On Wednesday, Mr. Lighthizer will testify before House lawmakers, where he will have to credibly defend a pact that is shaping up to be less ambitious than he might have hoped.
USTR Lighthizer will testify at 10 AM today before the House Ways and Means Committee, live here. I have long predicted that President Trump would cut a deal with China that avoids additional tariffs and which eventually backs down from existing tariffs.
“Drug Makers Try to Justify Prescription Prices to Senators at Hearing.” Yesterday’s New York Times article led with:
WASHINGTON — Pharmaceutical executives, testifying before Congress, could not readily explain on Tuesday why the prices for many brand-name prescription drugs were much higher in the United States than in other developed countries.

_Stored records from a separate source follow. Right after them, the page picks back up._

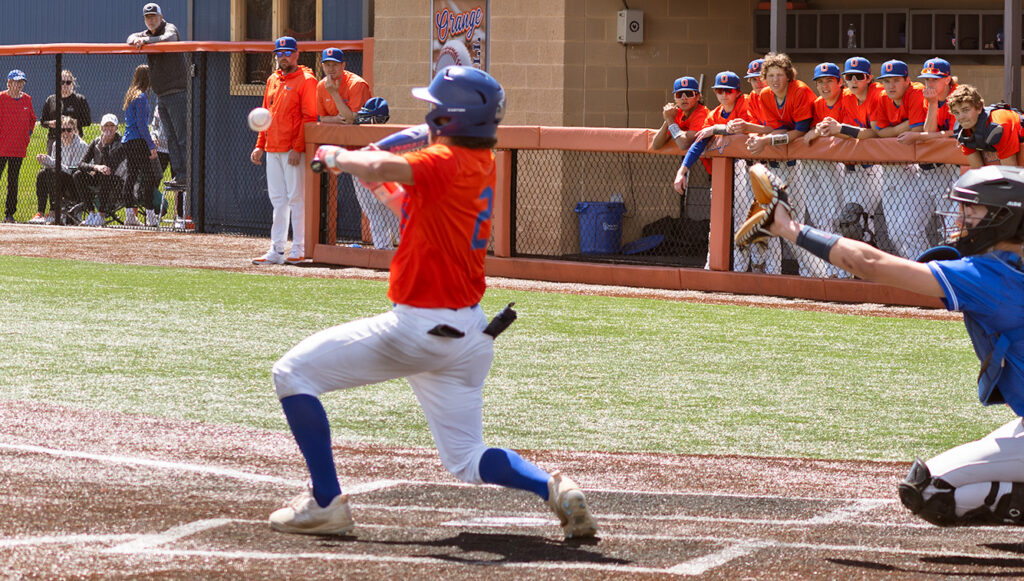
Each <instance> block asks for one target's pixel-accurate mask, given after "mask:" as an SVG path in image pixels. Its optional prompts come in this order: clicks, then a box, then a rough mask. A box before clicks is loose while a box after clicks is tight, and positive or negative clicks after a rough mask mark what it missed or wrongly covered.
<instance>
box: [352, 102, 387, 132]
mask: <svg viewBox="0 0 1024 581" xmlns="http://www.w3.org/2000/svg"><path fill="white" fill-rule="evenodd" d="M389 119H391V110H390V109H389V108H388V106H387V101H386V100H384V98H383V97H373V98H371V99H368V100H367V102H366V103H365V105H364V106H362V109H360V110H359V111H357V112H356V113H355V124H356V125H378V124H381V123H387V122H388V120H389Z"/></svg>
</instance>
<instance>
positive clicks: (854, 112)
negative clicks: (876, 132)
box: [840, 83, 886, 129]
mask: <svg viewBox="0 0 1024 581" xmlns="http://www.w3.org/2000/svg"><path fill="white" fill-rule="evenodd" d="M884 94H886V89H885V88H883V87H882V83H871V84H870V85H868V86H867V96H866V97H865V98H864V102H860V101H859V100H857V95H855V94H853V92H852V91H850V92H849V93H843V118H842V119H840V121H841V122H843V123H846V124H847V125H853V126H854V127H860V128H861V129H870V128H871V112H872V111H874V108H876V107H878V101H879V99H880V98H881V97H882V95H884Z"/></svg>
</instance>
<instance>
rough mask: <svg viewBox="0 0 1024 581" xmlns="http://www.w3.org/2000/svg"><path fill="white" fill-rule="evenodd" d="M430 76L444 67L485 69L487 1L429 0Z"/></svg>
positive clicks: (487, 54)
mask: <svg viewBox="0 0 1024 581" xmlns="http://www.w3.org/2000/svg"><path fill="white" fill-rule="evenodd" d="M430 4H431V5H430V13H431V18H430V24H431V26H430V28H431V32H430V46H431V49H432V51H433V53H432V55H431V58H430V63H431V70H430V78H433V77H434V75H435V74H436V73H437V72H438V71H440V70H441V69H443V68H445V67H451V66H452V65H461V66H463V67H473V68H475V69H481V70H483V71H486V70H487V65H488V59H487V56H488V52H489V50H487V24H488V15H489V13H490V9H489V8H490V0H472V1H469V0H432V1H431V3H430Z"/></svg>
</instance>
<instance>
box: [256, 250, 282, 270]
mask: <svg viewBox="0 0 1024 581" xmlns="http://www.w3.org/2000/svg"><path fill="white" fill-rule="evenodd" d="M284 263H285V253H284V252H274V251H273V250H267V251H266V254H264V255H262V256H257V257H256V258H253V264H256V265H257V266H263V265H266V264H284Z"/></svg>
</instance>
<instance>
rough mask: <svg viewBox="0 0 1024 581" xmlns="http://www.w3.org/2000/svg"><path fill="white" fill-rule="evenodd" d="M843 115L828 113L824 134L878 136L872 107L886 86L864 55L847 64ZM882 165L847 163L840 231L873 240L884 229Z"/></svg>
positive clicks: (821, 133) (844, 82)
mask: <svg viewBox="0 0 1024 581" xmlns="http://www.w3.org/2000/svg"><path fill="white" fill-rule="evenodd" d="M843 82H844V83H845V84H846V88H847V92H846V93H845V94H844V95H843V116H842V119H840V120H836V119H833V118H830V117H826V118H824V119H822V120H821V122H820V123H818V125H817V126H816V130H817V131H818V133H820V134H821V135H827V136H833V137H841V138H845V139H849V138H853V139H869V138H872V137H878V136H879V135H878V133H877V132H876V131H874V128H873V127H872V126H871V111H873V110H874V108H876V107H877V106H878V101H879V99H880V98H882V96H883V95H884V94H885V92H886V90H885V88H883V87H882V84H881V83H878V82H876V81H874V77H872V76H871V63H870V60H868V59H866V58H864V57H863V56H851V57H849V58H847V59H846V63H845V64H844V67H843ZM882 183H883V181H882V166H881V165H878V164H865V163H848V164H845V171H844V176H843V200H844V201H843V209H842V211H841V212H840V216H839V232H840V233H842V234H843V236H845V237H847V238H853V239H854V240H860V241H862V242H871V243H874V244H876V245H877V244H878V242H877V237H878V236H880V235H881V234H882V231H883V229H881V227H879V225H880V224H879V223H876V221H874V220H876V216H878V214H879V211H880V210H881V208H882Z"/></svg>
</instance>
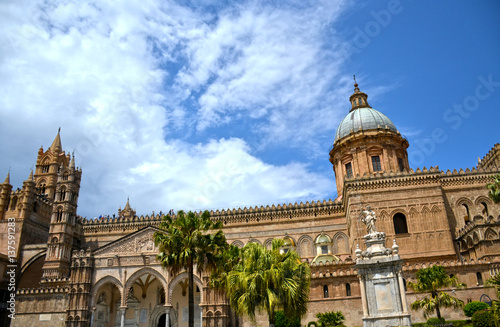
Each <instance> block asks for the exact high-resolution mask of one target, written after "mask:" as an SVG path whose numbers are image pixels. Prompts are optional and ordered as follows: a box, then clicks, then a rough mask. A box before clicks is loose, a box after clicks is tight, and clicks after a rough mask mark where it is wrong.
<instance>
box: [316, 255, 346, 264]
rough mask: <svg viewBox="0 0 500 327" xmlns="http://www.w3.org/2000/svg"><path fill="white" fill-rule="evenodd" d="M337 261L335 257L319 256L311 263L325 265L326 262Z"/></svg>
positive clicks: (325, 255)
mask: <svg viewBox="0 0 500 327" xmlns="http://www.w3.org/2000/svg"><path fill="white" fill-rule="evenodd" d="M338 261H340V260H339V258H337V257H336V256H334V255H332V254H319V255H317V256H316V258H314V259H313V261H312V262H311V263H315V264H319V263H322V264H325V263H326V262H329V263H332V262H338Z"/></svg>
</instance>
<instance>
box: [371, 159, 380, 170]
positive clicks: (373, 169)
mask: <svg viewBox="0 0 500 327" xmlns="http://www.w3.org/2000/svg"><path fill="white" fill-rule="evenodd" d="M372 165H373V171H381V170H382V166H381V165H380V157H379V156H373V157H372Z"/></svg>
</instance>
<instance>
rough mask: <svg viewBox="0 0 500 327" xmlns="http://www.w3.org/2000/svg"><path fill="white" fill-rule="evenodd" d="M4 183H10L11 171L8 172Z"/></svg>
mask: <svg viewBox="0 0 500 327" xmlns="http://www.w3.org/2000/svg"><path fill="white" fill-rule="evenodd" d="M3 183H4V184H10V171H9V172H8V173H7V177H5V181H4V182H3Z"/></svg>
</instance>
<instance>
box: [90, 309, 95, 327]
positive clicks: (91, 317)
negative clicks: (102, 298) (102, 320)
mask: <svg viewBox="0 0 500 327" xmlns="http://www.w3.org/2000/svg"><path fill="white" fill-rule="evenodd" d="M95 309H96V308H95V307H93V308H92V313H91V315H90V327H94V313H95Z"/></svg>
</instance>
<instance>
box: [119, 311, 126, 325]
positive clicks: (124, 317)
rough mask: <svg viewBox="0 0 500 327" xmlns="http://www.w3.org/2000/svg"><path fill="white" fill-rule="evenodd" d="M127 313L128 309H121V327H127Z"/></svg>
mask: <svg viewBox="0 0 500 327" xmlns="http://www.w3.org/2000/svg"><path fill="white" fill-rule="evenodd" d="M126 311H127V307H120V312H121V315H120V316H121V318H120V319H121V320H120V327H125V312H126Z"/></svg>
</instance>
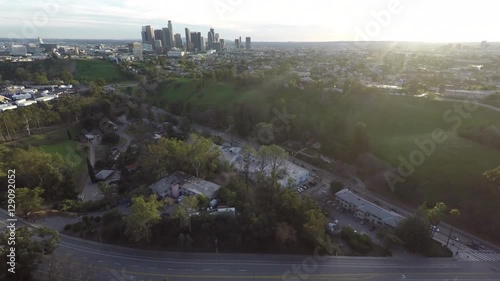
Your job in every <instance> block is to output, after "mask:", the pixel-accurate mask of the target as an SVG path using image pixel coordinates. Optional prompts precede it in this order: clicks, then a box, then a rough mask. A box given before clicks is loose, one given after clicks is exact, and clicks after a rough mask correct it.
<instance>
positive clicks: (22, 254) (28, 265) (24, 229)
mask: <svg viewBox="0 0 500 281" xmlns="http://www.w3.org/2000/svg"><path fill="white" fill-rule="evenodd" d="M9 237H10V233H9V231H6V232H3V233H0V244H1V245H10V244H9V243H8V241H9ZM58 243H59V233H57V231H55V230H52V229H49V228H46V227H42V228H39V229H33V230H31V229H29V228H27V227H21V228H18V229H16V245H15V274H12V273H11V272H9V271H8V269H9V268H10V266H9V262H10V257H8V255H10V254H11V251H10V247H0V255H1V258H0V259H2V262H0V280H11V281H17V280H19V281H21V280H34V276H33V274H34V273H35V271H36V270H37V268H38V264H39V263H40V262H42V259H43V256H44V255H50V254H52V252H53V251H54V250H55V248H56V247H57V244H58Z"/></svg>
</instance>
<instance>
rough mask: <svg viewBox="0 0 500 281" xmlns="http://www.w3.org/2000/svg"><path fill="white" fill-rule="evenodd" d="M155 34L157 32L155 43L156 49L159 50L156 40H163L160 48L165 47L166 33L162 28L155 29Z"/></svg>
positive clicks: (155, 36)
mask: <svg viewBox="0 0 500 281" xmlns="http://www.w3.org/2000/svg"><path fill="white" fill-rule="evenodd" d="M154 34H155V44H154V46H155V50H159V49H158V43H157V42H156V41H158V40H159V41H160V42H161V43H160V44H161V46H162V48H160V49H163V48H164V47H165V45H164V43H163V42H164V41H165V39H164V38H165V35H164V34H163V30H161V29H155V33H154Z"/></svg>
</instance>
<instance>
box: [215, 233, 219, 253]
mask: <svg viewBox="0 0 500 281" xmlns="http://www.w3.org/2000/svg"><path fill="white" fill-rule="evenodd" d="M215 252H216V253H219V242H217V237H215Z"/></svg>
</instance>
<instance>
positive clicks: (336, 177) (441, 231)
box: [153, 100, 500, 253]
mask: <svg viewBox="0 0 500 281" xmlns="http://www.w3.org/2000/svg"><path fill="white" fill-rule="evenodd" d="M449 101H455V100H449ZM459 101H460V100H459ZM461 102H466V101H463V100H462V101H461ZM480 105H484V104H480ZM485 106H487V107H489V105H485ZM153 110H154V112H155V113H161V114H169V113H168V112H166V111H164V110H162V109H158V108H154V107H153ZM494 110H497V111H500V108H495V109H494ZM191 127H192V128H193V129H194V130H196V131H198V132H201V131H204V130H205V131H208V132H209V133H211V134H214V135H219V136H220V137H221V138H222V139H223V140H224V141H225V142H228V143H229V142H230V141H231V134H229V133H227V132H221V131H217V130H214V129H212V128H209V127H207V126H202V125H199V124H192V125H191ZM232 140H233V145H234V146H243V145H245V144H247V143H248V142H247V141H246V140H244V139H242V138H238V137H236V136H233V137H232ZM290 160H293V161H295V162H296V163H297V164H298V165H301V166H302V165H303V167H304V168H306V169H308V170H309V171H310V172H311V173H315V174H318V176H321V178H322V179H321V182H322V183H326V184H329V183H330V182H331V181H332V180H336V181H340V182H342V183H344V185H345V186H346V187H347V188H349V189H351V190H353V191H356V192H357V193H358V194H359V195H360V196H362V197H364V198H365V199H367V200H369V201H372V202H376V203H377V204H378V205H379V206H381V207H383V208H386V209H392V210H396V212H398V213H399V214H401V215H402V216H406V217H408V216H411V215H413V213H414V210H413V209H410V208H407V207H402V206H396V205H394V204H392V203H389V202H387V201H386V199H385V198H384V197H382V196H380V195H378V194H376V193H373V192H371V191H369V190H367V189H366V186H365V185H364V183H363V182H362V181H360V180H357V181H356V182H352V181H348V180H345V179H343V178H341V177H338V176H336V175H334V174H332V173H330V172H329V171H326V170H323V169H319V168H317V167H315V166H312V165H310V164H308V163H306V162H304V161H301V160H299V159H296V158H293V157H290ZM439 227H440V228H441V233H445V234H448V233H449V229H450V228H451V226H450V225H448V224H445V223H441V224H440V225H439ZM453 234H454V235H456V236H458V238H459V240H460V241H463V242H466V241H470V240H472V239H473V240H477V241H479V242H481V243H482V244H483V245H485V246H486V247H487V249H486V251H492V252H493V253H496V252H500V247H498V246H497V245H494V244H492V243H488V242H487V241H484V240H482V239H479V238H478V237H476V236H474V235H472V234H470V233H467V232H465V231H462V230H460V229H457V228H454V230H453ZM438 241H439V240H438ZM441 242H442V243H443V241H441ZM444 243H445V244H446V240H444ZM464 247H465V248H464V249H463V250H466V251H469V250H472V249H470V248H467V247H466V246H464Z"/></svg>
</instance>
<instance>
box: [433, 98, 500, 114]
mask: <svg viewBox="0 0 500 281" xmlns="http://www.w3.org/2000/svg"><path fill="white" fill-rule="evenodd" d="M437 100H439V101H448V102H460V103H472V104H477V105H479V106H481V107H485V108H488V109H491V110H494V111H497V112H500V108H498V107H496V106H493V105H489V104H485V103H481V102H479V101H474V100H459V99H450V98H437Z"/></svg>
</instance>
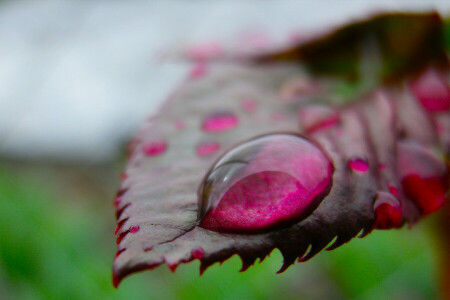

“It is almost as if the taxpayer has ‘stupid’ written on their face,” Senator Bill Cassidy, Republican of Louisiana, told the seven executives, who faced a barrage of questions and criticism at a three-hour hearing of the Senate Finance Committee.
Mr. Cassidy joined two other Republican senators, Charles E. Grassley of Iowa and John Cornyn of Texas, and all the Democrats on the panel in expressing deep concern about constituents who could not afford the drugs they needed to survive.
Senator Robert Menendez, Democrat of New Jersey, the home to many drug and biotechnology companies, offered what he described as “a friendly warning” to the witnesses. “If you don’t take meaningful action to reduce prescription drug prices,” he said, “policymakers are going to do it for you.”
Bipartisan Rx pricing bills are very likely to pass each house this year. The only question is whether the House and Senate can support the same bill and whether President Trump will sign it. Often members of Congress clamor to vote for bills they hope won’t be enacted because it would cut off campaign finance.